The Workers Cup focuses on a select amount of workers who are chosen to compete in The Workers Cup, a football tournament for laborers. The tournament is sponsored by the 2022 World Cup and 24 construction companies were invited to select teams of laborers to compete against one another. The company that is the main focus of this documentary is GCC (Gulf Contracting Corporation). As we learn about the players chosen for the GCC team, we see how they try to make the most of their dire situation. They may feel uplifted by the camaraderie that playing sports brings. But off the field, they work long hours while living in isolated labor camps, working tirelessly to make the dreams of the World Cup players come true by building the stadium.

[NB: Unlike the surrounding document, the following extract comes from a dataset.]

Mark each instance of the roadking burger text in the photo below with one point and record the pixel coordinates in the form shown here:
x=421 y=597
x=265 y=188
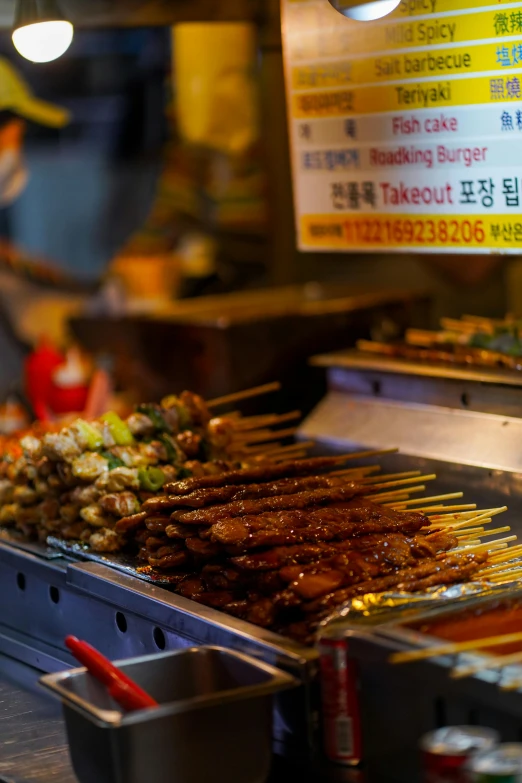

Even though these laborers face harsh working conditions, director Adam Sobel never aims for sentimentality by heavily focusing on the harshness of their situation. The laborers do talk about how they live on a minimal salary and don’t get to enjoy life’s privileges. But Sobel mainly focuses on how they come together when they’re on the field. There are also sequences of them singing and dancing to help give the film some levity.
The simplicity of The Workers Cup allows it to get to the heart of why people plays sports in the first place. It’s not just to hear the screaming spectators or the feeling one gets when they score a goal. One reason people play sports is to come together. Here, we have people from different nations uniting to achieve a common goal (no pun intended). They do have some conflict as the documentary progresses. But these workers still are united by the need to give their lives a new purpose.
Because we don’t get a heavy glimpse of the working conditions the players face, some may feel that it is a major narrative flaw and doesn’t provide proper insight into the workers’ motivations for playing sports. But I feel that it’s meant to focus on the general togetherness that playing a sport brings.
By the time the film ended, it got me thinking about what the future holds for these migrant workers. Once the tournament ends and they go back to their normal lives, what happens next? Do they continue trying to get back on the playing field? Where do they go from there?
Neither sentimental nor filled with heavy dramatic stakes, The Workers Cup is a straightforward demonstration of why people decide to play sports. It may be seen as too straightforward by some. But its focus on togetherness may be enough for other viewers. If you check this one out, make of it what you will.